Keywords: Cell adhesion; E-cadherin trafficking; Epithelial morphogenesis.

Fig. 1.

p120-catenin is required for the slow component of E-cad and Baz recovery in FRAP. (A,B) ubi::E-cad–GFP distribution in the stage 15 embryo (A) and wing disc (B). The orientation within the embryo and wing (A,B), and direction of 0° and 90° border angles (A) are indicated. Scale bars: 10 µm. (C–H) ubi::E-cad–GFP FRAP at 40–90° (C,D) and 0–10° borders (E,F) in the embryonic epidermis, and in wing discs (G,H). (I–L) UAS::Baz–GFP driven by engrailed::Gal4 FRAP at 40–90° (I,J) and 0-10° borders (K,L) in the embryonic epidermis. Examples of recovery are shown in C,E,G,I and K. Red circles on the prebleached frame (P) outline the bleached spots. Average recovery curves (mean±s.e.m., n=13–24; for specific n values see Table S1) and the best fit curves (solid lines) are shown in D,F,H,J and L.

Fig. 2.

p120-catenin does not affect the amount of ubi::E-cad–GFP in stage 15 embryos and wing discs. (A–D) ubi::E-cad–GFP amounts in stage 15 embryos (A,B) and wing discs (C,D). Examples of direct fluorescence of ubi::E-cad–GFP (A,C) are shown. Scale bars: 5 µm. The quantifications are shown in B and D as box plots (n=21 in B and 19 in D). The box represents the 25–75th percentiles, and the median is indicated. The whiskers show the minimum and maximum values.

Fig. 3.

p120-catenin is not required for internalisation of E-cad for degradation. (A–F) Pulse-chase labelling of E-cad (A,B), E-cad in presence of chloroquine (CQ) (D–F) and Notch extracellular domains (C) in control and p120-catenin mutant wing discs (see Materials and Methods). Examples of immunofluorescence at different time points after pulse-chase labelling are shown in A,C and D, and quantifications of vesicle numbers are in B, E and F (mean±s.e.m., n=4 in control without CQ, and n=5 for all other datapoints). z-stacks were collected every 0.38 µm.
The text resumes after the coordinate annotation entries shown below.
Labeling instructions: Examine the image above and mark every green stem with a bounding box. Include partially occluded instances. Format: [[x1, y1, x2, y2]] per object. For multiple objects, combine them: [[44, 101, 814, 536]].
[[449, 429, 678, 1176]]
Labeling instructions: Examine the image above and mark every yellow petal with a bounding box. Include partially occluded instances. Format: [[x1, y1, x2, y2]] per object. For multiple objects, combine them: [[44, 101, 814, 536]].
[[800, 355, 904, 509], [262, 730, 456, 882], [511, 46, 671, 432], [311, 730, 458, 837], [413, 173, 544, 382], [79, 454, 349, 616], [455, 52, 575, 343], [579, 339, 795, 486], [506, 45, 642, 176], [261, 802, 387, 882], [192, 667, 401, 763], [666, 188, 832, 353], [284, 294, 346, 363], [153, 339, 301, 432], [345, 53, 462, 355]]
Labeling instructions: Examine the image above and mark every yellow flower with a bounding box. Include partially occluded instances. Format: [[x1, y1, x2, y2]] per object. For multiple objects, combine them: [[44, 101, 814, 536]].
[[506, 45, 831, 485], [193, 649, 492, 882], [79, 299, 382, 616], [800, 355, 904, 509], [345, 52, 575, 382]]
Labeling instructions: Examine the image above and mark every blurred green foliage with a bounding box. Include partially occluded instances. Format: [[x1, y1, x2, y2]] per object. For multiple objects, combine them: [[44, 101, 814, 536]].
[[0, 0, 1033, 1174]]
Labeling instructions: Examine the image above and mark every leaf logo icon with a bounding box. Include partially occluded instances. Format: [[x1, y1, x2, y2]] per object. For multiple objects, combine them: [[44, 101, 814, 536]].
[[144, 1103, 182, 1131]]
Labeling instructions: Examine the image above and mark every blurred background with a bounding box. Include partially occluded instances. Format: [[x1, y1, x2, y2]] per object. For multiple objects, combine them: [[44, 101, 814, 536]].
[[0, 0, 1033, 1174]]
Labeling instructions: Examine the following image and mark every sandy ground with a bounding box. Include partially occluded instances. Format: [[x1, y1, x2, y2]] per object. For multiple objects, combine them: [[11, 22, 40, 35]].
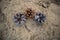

Two sets of five images were projected to collect the signal in the 1.9 µm around the adherens junctions (red) and the next 1.9 µm basal to that (black). Arrows indicate examples of intracellular vesicles. Scale bars: 5 µm. (G) The model of two pathways of E-cad endocytosis in Drosophila cells. Endocytosis of the E-cad–Baz subcomplex is p120-catenin-dependent and results in E-cad recycling. The second pathway is p120-catenin-independent, results in E-cad degradation and affects either only immobile E-cad or both subcomplexes (uncertainty indicated with ‘?’). It is unclear whether p120-catenin associates with both E-cad subcomplexes or only with E-cad–Baz.

Fig. 4.

p120-catenin is required for multicellular rosettes and crossing of segment boundaries by cells in stage 15 embryos and for cell shape in wing discs. (A) Stripes of engrailed::Gal4 driving UAS::myr–GFP (red) with cell outlines (anti-E-cad, green) shown. In the example on the left, no cells are outside of the segment boundary (white line). In the example on the right, pairs of cells (arrowheads) are outside of the segment boundary. (B). Examples of three-cell (3), four-cell (4) and five-cell contacts (rosette, R). (C,D) Percentage of rosettes (C) and four-cell contacts (D) between the labelled cells at the boundary and their anterior neighbours. (E) Percentage of stripes with cells expressing the UAS::myr–GFP on the wrong side of the segment boundary. (F) Relative rates of cell pair crossing. In each case the mean±95% confidence interval is shown (n=135 segments from 45 embryos). *P<0.01, °P<0.05 (Chi-square test in C–E and F-test in F). (G–L) Imaginal discs (G) and stage 15 epidermis (J) from controls (p120^−/+) and p120-catenin mutants (p120⁻/Δp120) with the cell outlines (direct fluorescence of uni::E-cad–GFP) shown. Distributions of apical cell surface areas in wing discs (H) and stage 15 cells (K), and cell elongation (ratio of the length of the long to short axes) in wing discs (I) and stage 15 cells (L) in control (blue) and p120-catenin mutants (red). The binned data points (dots) and the best fit lognormal distributions (lines) are shown. In H–I, n=10,363 cells from 19 discs in control, and n=7985 cells from 19 discs in p120-catenin mutants. In K–L, n=1189 cells from 21 embryos in control, and n=1116 cells from 21 embryos in p120-catenin mutants. P values show the probabilities of the distributions being the same.